Inequalities of Access – Global Social Structure
Professorin
Fachgebiet: Soziologie mit Schwerpunkt Makrosoziologie und transnationale Prozesse
Lehr- und Forschungseinheit Makrosoziologie und Transnationale Prozesse
Research training seminar/ preparation of a grant proposal Inequalities of Access – Global Social Structure
Anja Weiß, June 12th 2025
Inequalities of Access – pivotal for the sociological study of global inequalities
Social positions do not depend only on resources, such as economic and cultural capital. In a transnational and global perspective, social positions are also structured by inequalities of access, that is, the greater opportunity on the part of some individuals to reach and connect with desired contexts. Inequalities of access are politically contested (e.g., boundaries, race relations, or graduated citizenship), but they also have a socially differentiated (e.g., skill-related) and geographical component. Combining research on inequalities of access with research on resource inequalities enables a nuanced and contextualized analysis of global inequalities, particularly for transnational and middle-class positions worldwide (Weiß 2017).
Life Course Analysis
Life-course analysis is well-suited for studying how persons and households access institutions across various geographic scales over time. Transnational comparison between life courses can reveal the impact of institutional structures and options for the sensemaking of biographical agents. One narrator may have experienced a specific trajectory whereas another narrator is not even aware of this possibility. To a large extent, (non-)awareness and the paths that people actually take are structured. Com-
parison between life courses, thus, shows the impact of resource inequalities and inequalities of access
over time.
In a prior project comparing highly skilled migrants, my collaborators and I showed how status passages within life courses are multidimensional: transitions across borders combine with transitions between the educational system and the labor market as well as (gendered) transitions in private life (Nohl et al. 2014). Building on this project, the proposed research will expand the scope to non-migrants and a global sample.
Creating a global sample of narrated life courses
Oral history and social science archives have (historically) collected biographical testimonies. The project aims to create a citizen science initiative with a global scope, inviting people worldwide to contribute their testimony to a data repository. With the advent of LLM transcription and translation, a multilingual archive with a global scope has just recently become feasible.

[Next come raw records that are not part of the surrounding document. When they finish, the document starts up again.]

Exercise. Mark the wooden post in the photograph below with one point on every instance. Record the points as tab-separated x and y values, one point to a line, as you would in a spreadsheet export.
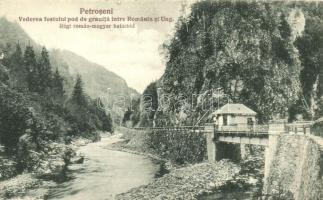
210	141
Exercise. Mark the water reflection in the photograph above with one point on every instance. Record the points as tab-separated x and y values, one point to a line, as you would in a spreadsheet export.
104	173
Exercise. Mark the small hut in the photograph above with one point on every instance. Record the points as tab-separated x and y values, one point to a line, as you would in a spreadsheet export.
237	115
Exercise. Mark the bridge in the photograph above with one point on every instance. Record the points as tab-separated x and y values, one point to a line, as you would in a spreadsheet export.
264	135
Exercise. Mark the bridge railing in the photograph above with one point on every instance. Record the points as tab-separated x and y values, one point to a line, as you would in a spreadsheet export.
170	128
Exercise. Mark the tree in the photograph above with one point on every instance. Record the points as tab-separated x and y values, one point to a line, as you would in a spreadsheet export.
18	72
45	72
31	67
57	85
78	95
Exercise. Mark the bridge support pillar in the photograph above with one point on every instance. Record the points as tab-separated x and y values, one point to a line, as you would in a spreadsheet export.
273	133
210	143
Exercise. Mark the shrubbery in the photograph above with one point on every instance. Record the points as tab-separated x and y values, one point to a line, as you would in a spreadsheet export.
180	146
37	117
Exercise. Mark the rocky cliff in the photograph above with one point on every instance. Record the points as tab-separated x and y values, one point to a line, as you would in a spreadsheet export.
263	55
296	171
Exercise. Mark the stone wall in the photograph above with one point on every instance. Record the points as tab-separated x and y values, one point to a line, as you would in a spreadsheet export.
296	169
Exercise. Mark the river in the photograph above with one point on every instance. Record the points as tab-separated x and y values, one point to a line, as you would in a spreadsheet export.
104	173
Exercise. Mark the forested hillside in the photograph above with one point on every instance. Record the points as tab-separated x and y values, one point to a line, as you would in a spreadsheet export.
98	81
38	118
267	56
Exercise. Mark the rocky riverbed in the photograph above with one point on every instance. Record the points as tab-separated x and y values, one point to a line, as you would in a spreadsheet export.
186	183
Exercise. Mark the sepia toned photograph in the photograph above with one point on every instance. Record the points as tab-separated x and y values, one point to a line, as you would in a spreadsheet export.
161	100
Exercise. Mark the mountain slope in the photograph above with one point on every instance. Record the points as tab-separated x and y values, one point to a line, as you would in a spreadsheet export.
97	79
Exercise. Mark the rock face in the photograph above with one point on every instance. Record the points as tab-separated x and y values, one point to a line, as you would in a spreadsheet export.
185	183
296	170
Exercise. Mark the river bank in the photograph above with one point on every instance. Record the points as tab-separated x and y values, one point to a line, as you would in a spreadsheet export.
30	186
186	182
219	180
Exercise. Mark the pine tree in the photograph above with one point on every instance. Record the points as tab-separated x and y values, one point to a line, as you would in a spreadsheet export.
57	84
78	96
45	73
30	65
18	72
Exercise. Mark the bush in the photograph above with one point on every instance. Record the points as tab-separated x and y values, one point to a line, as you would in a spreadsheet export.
180	146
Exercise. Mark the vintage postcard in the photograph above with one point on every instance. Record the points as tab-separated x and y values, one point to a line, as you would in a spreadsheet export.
161	100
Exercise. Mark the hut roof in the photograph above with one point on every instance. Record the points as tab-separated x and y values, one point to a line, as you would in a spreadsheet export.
237	108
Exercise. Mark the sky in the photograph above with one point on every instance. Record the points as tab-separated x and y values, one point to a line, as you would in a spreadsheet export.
133	54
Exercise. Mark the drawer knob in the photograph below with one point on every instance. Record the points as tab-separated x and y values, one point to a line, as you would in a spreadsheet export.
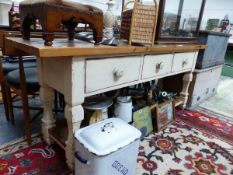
118	73
159	66
185	62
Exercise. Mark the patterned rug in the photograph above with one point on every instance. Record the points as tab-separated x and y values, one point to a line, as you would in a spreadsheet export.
222	102
183	150
209	123
180	149
39	158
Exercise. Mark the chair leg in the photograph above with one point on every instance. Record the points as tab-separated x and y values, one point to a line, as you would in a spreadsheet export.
4	99
10	105
26	114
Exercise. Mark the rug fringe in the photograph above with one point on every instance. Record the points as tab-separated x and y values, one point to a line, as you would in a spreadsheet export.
18	140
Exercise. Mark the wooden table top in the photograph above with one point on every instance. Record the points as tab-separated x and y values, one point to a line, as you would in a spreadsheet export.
64	48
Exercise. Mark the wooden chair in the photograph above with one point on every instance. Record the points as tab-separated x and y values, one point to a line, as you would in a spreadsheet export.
24	82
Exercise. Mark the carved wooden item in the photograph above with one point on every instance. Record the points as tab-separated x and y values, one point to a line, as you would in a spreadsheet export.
53	13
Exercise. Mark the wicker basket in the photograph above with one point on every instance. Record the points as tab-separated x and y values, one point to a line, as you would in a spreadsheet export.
138	24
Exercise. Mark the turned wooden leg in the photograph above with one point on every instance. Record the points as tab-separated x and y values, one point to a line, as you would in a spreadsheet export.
10	105
48	120
74	116
187	78
4	99
97	36
26	26
47	99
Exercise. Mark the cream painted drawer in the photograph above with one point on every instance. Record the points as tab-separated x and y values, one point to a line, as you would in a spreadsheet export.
104	73
155	65
183	61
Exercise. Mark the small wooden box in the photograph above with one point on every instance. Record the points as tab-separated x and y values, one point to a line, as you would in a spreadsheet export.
203	85
163	114
138	24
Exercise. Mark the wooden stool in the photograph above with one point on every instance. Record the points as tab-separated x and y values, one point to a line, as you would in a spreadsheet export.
52	13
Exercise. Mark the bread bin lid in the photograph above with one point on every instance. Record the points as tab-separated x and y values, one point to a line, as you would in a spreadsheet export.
107	136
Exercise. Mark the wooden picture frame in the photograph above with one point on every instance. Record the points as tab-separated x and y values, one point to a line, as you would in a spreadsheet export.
163	114
159	38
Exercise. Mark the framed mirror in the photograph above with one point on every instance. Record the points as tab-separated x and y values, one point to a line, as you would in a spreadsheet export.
179	21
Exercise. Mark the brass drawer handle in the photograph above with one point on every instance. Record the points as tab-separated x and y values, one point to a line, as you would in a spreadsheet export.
159	66
118	73
185	62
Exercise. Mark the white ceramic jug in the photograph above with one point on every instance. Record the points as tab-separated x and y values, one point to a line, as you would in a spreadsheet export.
123	108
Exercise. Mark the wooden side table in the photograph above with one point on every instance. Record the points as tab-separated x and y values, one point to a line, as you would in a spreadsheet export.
52	13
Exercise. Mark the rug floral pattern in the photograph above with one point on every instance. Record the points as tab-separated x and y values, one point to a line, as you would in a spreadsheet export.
182	150
39	158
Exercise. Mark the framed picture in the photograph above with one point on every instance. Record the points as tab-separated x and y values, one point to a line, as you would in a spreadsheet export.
179	21
163	114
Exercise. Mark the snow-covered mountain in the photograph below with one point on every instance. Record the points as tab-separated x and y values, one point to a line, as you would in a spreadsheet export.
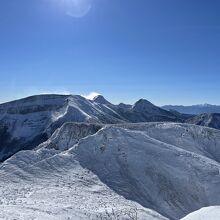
194	109
124	171
211	213
28	122
211	120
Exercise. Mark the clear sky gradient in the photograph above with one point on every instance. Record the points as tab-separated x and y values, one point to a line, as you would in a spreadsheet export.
167	51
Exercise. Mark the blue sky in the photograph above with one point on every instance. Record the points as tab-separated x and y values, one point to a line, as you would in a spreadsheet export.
167	51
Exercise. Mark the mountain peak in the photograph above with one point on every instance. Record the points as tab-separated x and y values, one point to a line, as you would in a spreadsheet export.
143	105
100	99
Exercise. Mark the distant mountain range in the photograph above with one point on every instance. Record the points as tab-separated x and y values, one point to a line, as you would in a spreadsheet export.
27	122
67	157
194	109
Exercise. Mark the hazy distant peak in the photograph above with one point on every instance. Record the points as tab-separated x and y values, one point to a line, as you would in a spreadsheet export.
142	105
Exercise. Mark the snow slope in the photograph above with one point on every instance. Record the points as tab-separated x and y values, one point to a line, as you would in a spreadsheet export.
125	169
28	122
194	109
207	213
208	120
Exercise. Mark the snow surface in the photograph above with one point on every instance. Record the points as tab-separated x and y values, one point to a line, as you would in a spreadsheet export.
133	171
207	213
26	123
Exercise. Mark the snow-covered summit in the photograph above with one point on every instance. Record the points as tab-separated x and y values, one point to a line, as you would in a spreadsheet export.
27	122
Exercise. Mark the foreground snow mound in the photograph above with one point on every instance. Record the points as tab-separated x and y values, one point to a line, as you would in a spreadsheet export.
47	184
167	167
208	213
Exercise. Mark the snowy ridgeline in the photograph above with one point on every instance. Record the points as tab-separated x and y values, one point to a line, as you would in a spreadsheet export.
126	171
26	123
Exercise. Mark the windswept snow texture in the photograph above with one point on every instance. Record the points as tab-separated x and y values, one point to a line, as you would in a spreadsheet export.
208	213
28	122
125	170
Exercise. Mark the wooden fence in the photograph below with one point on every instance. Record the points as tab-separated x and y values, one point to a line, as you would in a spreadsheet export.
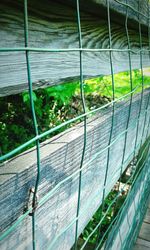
52	26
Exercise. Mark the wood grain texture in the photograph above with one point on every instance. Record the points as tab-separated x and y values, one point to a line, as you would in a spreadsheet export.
126	228
60	158
53	25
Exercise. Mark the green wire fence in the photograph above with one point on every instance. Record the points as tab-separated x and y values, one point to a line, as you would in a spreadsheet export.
135	178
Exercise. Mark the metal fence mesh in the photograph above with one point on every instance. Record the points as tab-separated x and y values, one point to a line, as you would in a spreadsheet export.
27	49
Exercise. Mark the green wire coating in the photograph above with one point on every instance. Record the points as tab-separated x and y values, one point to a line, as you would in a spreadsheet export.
78	173
48	132
34	123
148	102
113	111
85	121
33	49
131	88
49	194
141	65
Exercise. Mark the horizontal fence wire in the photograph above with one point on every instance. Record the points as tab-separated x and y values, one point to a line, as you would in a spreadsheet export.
78	173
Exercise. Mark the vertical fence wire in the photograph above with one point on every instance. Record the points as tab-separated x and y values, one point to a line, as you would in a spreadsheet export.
142	83
112	119
34	119
148	101
131	97
85	120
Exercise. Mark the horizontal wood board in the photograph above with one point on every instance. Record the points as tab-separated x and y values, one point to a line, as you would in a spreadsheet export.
53	25
124	230
60	157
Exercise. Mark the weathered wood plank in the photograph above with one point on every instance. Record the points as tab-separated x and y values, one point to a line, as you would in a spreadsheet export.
145	231
53	25
147	217
140	247
60	158
142	242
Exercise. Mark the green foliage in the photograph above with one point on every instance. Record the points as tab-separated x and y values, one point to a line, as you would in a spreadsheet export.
57	104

Identifying global patterns with advanced qualitative and mixed methods
Qualitative research methods, namely the documentary1 method (Bohnsack 2014), use participant observation and interviews to create typologies that map complex inequalities. So far, this kind of indepth analysis could not address transnational inequalities because it could not deal with large numbers of cases and multilingual material. This is rapidly changing with the advent of LLMs and AI-based interview analysis (see e.g. https://dokumet.de/, https://qeludra.com/). The project will use LLMs to create cutting-edge approaches in qualitative analysis.
1 The name refers to Karl Mannheim’s (1952) distinction between objective, subjective, and documentary meaning.
Analysis will start with the multiple patterns that have been identified in prior small-scale research. For an analysis of global social structure, these patterns (“types”) must be connected to dimensions of structured experience, which are conceptualized as both distributional inequalities and inequalities of access. We will then use LLMs to search for these patterns or deviations from them throughout a continually expanding sample.
Once a type is theoretically understood and empirically grounded, its quantitative size can be estimated by using mixed-methods research and ethnosurvey-type combinations of qualitative data and quantitative sampling (Weiß/ Nohl 2012). Combining in-depth analysis with extended pattern finding will consecutively identify positions and understand their multi-dimensional complexity “bottom up”. Combining findings on various positions will eventually result in a map of social positions worldwide.
Expected Results
The project will build a global life course data set that can serve as a resource for a community of scholars and artists as well as future historians.
We will be at the forefront in the rapidly changing field of qualitative research methods. Through the use of LLMs and mapping tools, we expand the scope of qualitative methods, focusing on the recon struction of implicit meaning in relation to social structure (cf. Bourdieu’s analysis of habitus).
We will deliver an empirically grounded and theoretically elaborate analysis of global social structure, with particular attention to transnational positions and those in the middle of the global income distribution.